Is it useful that $k(X)$ is an ordered field if $k$ either is? I have recently found that if $k$ is an ordered field, $k(X)$ is also an ordered field. Proof below, in the proof that order is defined. 
My question:
I have been never told that a field of algebraic fractions is ordered. Nor in High School or in University. So I have never seen a use of this fact. Is it really useless?
The proof:

 I'll use the positive and negative subsets way. So an ordered field $k$ has a subset $P$ such that $0$ is not in $P$, $P+P\subset P$, $P\cdot P\subset P$ and $(k\setminus P)\cdot(k\setminus P)\subset P\cup\{0\}$. And the order is defined 
 $$x\ge y\iff x-y\in P\cup\{0\}$$ 
 Reflexive, antisymmetric and transitive properties are straightforwardly proven.
 
 It is clear that $x\in P\iff x>0$.
 
 We have also that if $a,x,y\in k$,
$$\text{If }x-y, y-x\notin P\cup\{0\}\text{ then }(x-y)^2+(x-y)(y-x)=0\notin P\text{, a contradiction, so the order is total}$$
$$\text{If }x\ge y\text{ then }(a+x)-(a+y)=x-y\in P\cup\{0\}\text{ so }a+x\ge a+y$$
$$\text{If }x,y>0\text{ then }xy>0$$
 Now, assuming that such a $P$ is defined in $k$, define
 $$P_0'=\left\{ \sum_{j=0}^n a_jX^j: n\in\Bbb Z_{\ge 0}\wedge \big(\forall j((j\in\Bbb Z\wedge 0\le j\le n) \to a_j\in k\big)\wedge a_n\in P\right\}$$
 That is, $P_0'$ is the set of polynomials with positive leading coefficient.
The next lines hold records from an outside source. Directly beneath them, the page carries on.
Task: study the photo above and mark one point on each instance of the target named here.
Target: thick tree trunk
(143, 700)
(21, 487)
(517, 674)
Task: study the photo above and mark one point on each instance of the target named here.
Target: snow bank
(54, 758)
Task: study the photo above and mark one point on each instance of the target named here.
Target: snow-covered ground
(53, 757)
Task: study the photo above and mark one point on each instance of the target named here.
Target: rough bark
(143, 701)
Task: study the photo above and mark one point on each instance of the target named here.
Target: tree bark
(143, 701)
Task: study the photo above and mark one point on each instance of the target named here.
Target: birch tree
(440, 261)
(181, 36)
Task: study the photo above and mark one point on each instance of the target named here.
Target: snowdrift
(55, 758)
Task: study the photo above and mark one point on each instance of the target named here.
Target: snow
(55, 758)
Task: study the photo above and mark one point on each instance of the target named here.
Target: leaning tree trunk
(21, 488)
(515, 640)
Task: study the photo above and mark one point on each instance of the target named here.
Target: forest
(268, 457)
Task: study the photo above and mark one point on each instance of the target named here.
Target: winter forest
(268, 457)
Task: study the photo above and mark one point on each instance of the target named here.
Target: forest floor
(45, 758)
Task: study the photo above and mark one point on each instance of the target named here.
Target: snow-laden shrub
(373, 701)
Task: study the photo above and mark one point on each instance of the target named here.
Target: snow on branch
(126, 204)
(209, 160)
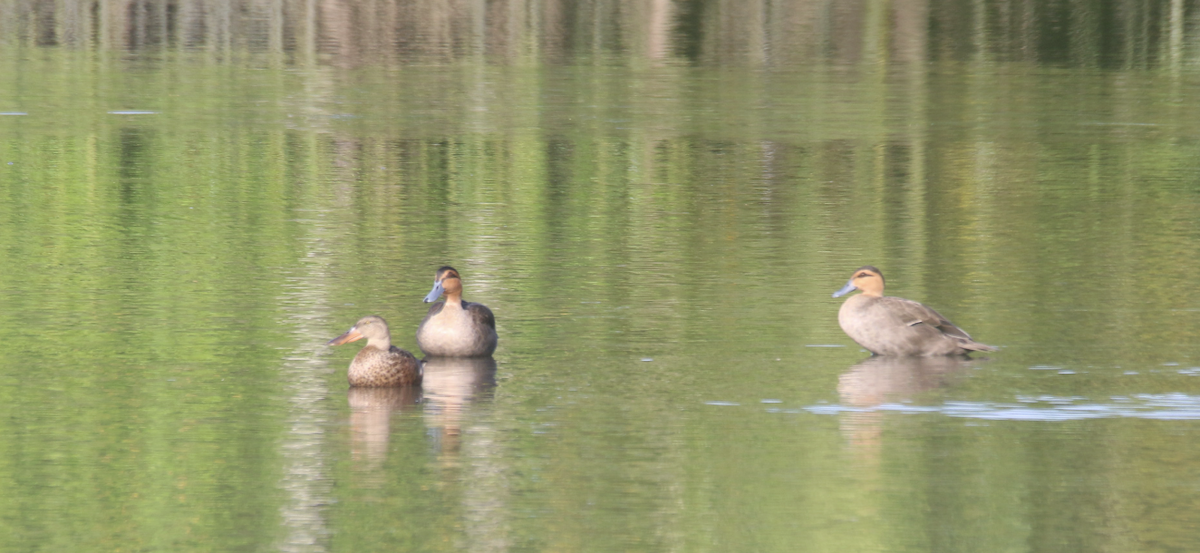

Now define 
 $$N_0'=k[X]\setminus(P_0'\cup\{0\})$$
 
 Now define $P'$ as the set of fractions $p(X)/q(X)$ where $p$ and $q$ are both in $P_0'$ or both in $N_0'$. It is easy to see that the conditions for $P'$ are satisfied, and this completes the proof.

 A: Your statement is known, I don't know any interesting consequence of this.
An alternate way to see this is the following:
Assume by contradiction that $k(X)$ is not ordered. Then, there exists rational fractions $Q_1,..,Q_n$ such that 
$$-1=(Q_1)^2+...+(Q_n)^2$$
Next, since $k$ is ordered, it has infinite characteristic. Therefore, there exists some $a \in k$ such that all the denominators in $Q_1,..,Q_n$ are non-zero at $a$.
This gives 
$$-1=(Q_1(a))^2+...+(Q_n(a))^2$$
which shows that $k$ is NOT ordered.
A: You have the definition of a "positive cone" wrong. The positive cone $P$ must be closed under addition and multiplication, must exclude $-1$ (and not $0$!) and all squares in the field must belong to $P$.
In fact, your conditions:


*

*$P$ is closed under multiplication and addition.

*$P$ excludes zero.


are satisfied by $\mathbb K\setminus\{0\}$ for any field $\mathbb K$.
I don't know if your original statement (the field of fractions of an ordered field is ordered) is true or false.
A: For instance for $k=\mathbb{Q}$, this gives the "simplest" example of non-archimedean ordered field. In fact, for every cut in $k$, there is an order on $k(X)$ or one of its quotient fields such that $X$ is made to lie in the cut.